Where to start? Start in a quiet setting free from distractions. Start with short intervals, and start with fun in mind. Most people will probably start inside their own home.
Step 1: With your dog attached to leash and sitting, stand facing your pup. Back-up and encourage your dog to follow by offering a treat every couple of steps. Keep the leash loose and offer rewards for the loose leash. We all know that dogs like to chase, so the backwards motion helps to keep their attention. I would recommend practicing Step 1 for a few days before moving on to Step 2, and time rewards such that the leash is always loose.
Tip #2: Don’t be penny-pinching with the rewards in the beginning. The rapid fire rewarding will help to keep your dog focused on the most importing thing in the world…you! This will also help to teach other behaviors later down the road.
Step 2: Now that your dog has begun to follow you easily, begin walking forward.
Tip #3: Reinforce the side you want your dog to walk on by offering treats only to that side…for this example I’ll choose left. This means keeping your free hand (left) at your side and holding the leash with your right hand. If you were to offer treats with your right hand while your dog is on your left, it will cause your dog to cross in front of you…that’s a no no, and it could be a hard habit to break.
Tip #4: Keep your leash short enough that you can reach out and touch the dog (about 2-3’ long). It may help to knot the leash where you want to keep your hand, so you don’t “reel in” the leash as the dog gets closer.
Now practice moving forward only if and when the leash is loose, and not before you have your dog’s attention. Take a few steps forward offering rewards as you did in Step 1. Repeat this 5-10 times then move to a new location, and build up on the number of steps required before reward, daily. Practice 2-3 sessions a day for no more than 10 minutes at a time.

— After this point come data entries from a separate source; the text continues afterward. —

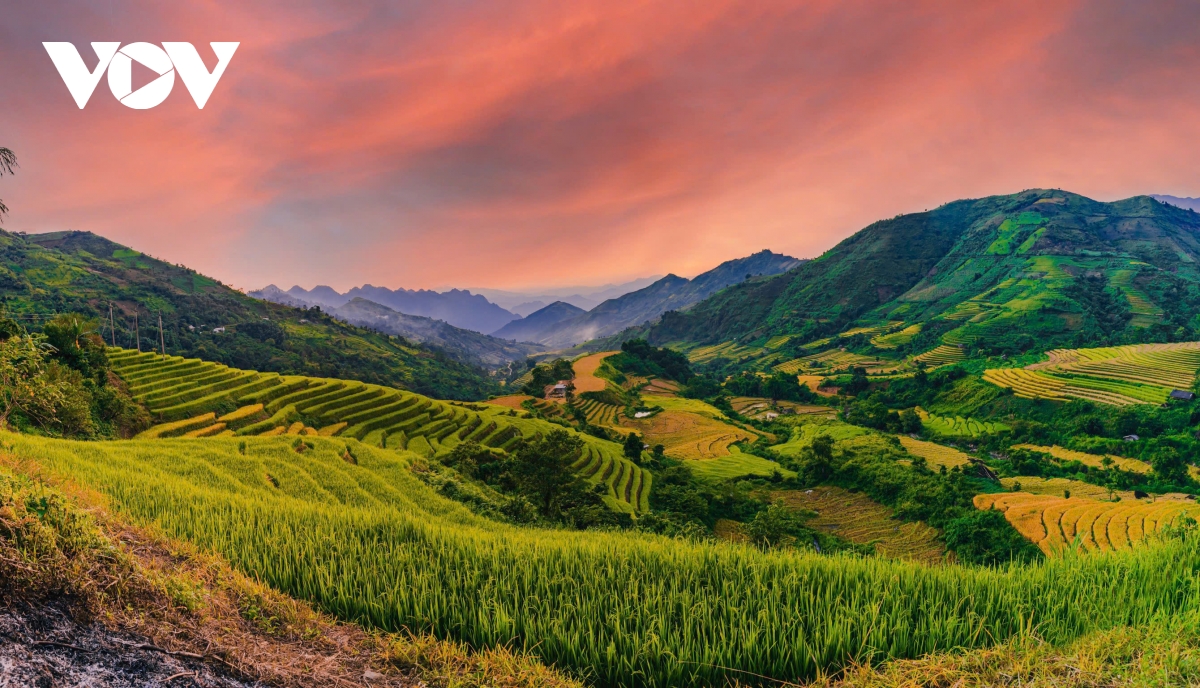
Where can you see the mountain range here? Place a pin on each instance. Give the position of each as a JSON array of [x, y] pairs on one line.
[[670, 293], [42, 275], [457, 307], [1043, 263]]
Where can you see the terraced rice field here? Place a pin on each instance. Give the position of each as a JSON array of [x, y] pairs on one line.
[[1145, 312], [270, 405], [736, 465], [835, 360], [757, 406], [732, 351], [934, 454], [600, 413], [1119, 376], [511, 401], [1095, 460], [941, 354], [1055, 522], [814, 383], [586, 372], [661, 387], [958, 425], [857, 518], [688, 429], [895, 339], [1059, 486]]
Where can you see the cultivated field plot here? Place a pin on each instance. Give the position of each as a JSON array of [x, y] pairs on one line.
[[510, 401], [1120, 376], [661, 387], [731, 351], [835, 360], [1093, 460], [934, 454], [1060, 486], [600, 413], [688, 429], [737, 465], [757, 407], [185, 393], [1055, 522], [941, 354], [958, 425], [586, 378], [858, 519], [897, 337]]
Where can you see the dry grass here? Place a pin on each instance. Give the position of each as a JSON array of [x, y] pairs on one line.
[[185, 600], [857, 518]]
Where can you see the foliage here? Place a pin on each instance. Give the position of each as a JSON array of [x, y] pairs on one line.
[[82, 273], [637, 357], [545, 375], [984, 537]]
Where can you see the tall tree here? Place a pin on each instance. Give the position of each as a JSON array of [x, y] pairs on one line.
[[7, 161]]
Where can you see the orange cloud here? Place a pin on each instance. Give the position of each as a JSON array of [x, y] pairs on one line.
[[538, 143]]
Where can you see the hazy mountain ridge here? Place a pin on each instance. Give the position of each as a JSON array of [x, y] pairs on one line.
[[528, 328], [457, 307], [467, 346], [981, 264], [666, 294], [79, 271]]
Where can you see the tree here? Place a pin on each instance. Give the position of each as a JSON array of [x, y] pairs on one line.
[[775, 526], [543, 470], [634, 446], [7, 161]]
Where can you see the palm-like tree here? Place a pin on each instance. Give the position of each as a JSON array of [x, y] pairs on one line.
[[7, 161]]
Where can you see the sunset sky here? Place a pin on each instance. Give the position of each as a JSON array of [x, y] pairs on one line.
[[519, 144]]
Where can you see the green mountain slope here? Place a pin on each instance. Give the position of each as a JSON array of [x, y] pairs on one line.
[[79, 271], [1047, 262]]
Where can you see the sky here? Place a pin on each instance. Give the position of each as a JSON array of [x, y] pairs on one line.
[[534, 143]]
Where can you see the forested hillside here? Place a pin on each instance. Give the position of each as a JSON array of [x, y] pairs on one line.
[[78, 271], [1048, 262]]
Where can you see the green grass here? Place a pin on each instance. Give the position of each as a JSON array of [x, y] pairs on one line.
[[370, 543], [370, 413]]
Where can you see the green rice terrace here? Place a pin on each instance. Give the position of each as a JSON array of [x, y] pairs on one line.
[[189, 395]]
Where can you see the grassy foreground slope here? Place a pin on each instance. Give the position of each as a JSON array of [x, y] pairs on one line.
[[79, 271], [366, 540]]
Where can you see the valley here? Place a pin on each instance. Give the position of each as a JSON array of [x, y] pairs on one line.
[[953, 422]]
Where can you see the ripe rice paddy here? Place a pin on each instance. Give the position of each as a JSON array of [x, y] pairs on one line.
[[958, 425], [941, 354], [835, 360], [857, 518], [1119, 376], [586, 378], [1054, 522], [934, 454]]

What if my dog lags behind? You either don’t have a high interest food, poor timing, you’re not animated enough, or you’re in a too high distraction area.
But my dog still pulls, now what? Perfect! Now you have an opportunity to teach your dog that pulling never works. If your dog begins to pull during any point of a session, stop in your tracks. This is called “becoming a tree.” Keep your feet rooted into the ground and let your dog run into the end of the leash. Stand still until the leash becomes slack, then BT for attention and begin to walk again.
I don’t know CP, I’m a sycamore and my dog is still pulling, what now? I’ll ask a question back…what are you doing with your arms? Are your feet in place, but your arms are following the dog? You can be a better handler then that! If your dog continues to pull despite being a tree, gather the leash and hold it up against your waist, with both hands, to shorten up the line. This will reduce the freedom to roam and narrow down the area where he can find your attention again. BT when your dog comes back to you attentive and the leash is loose.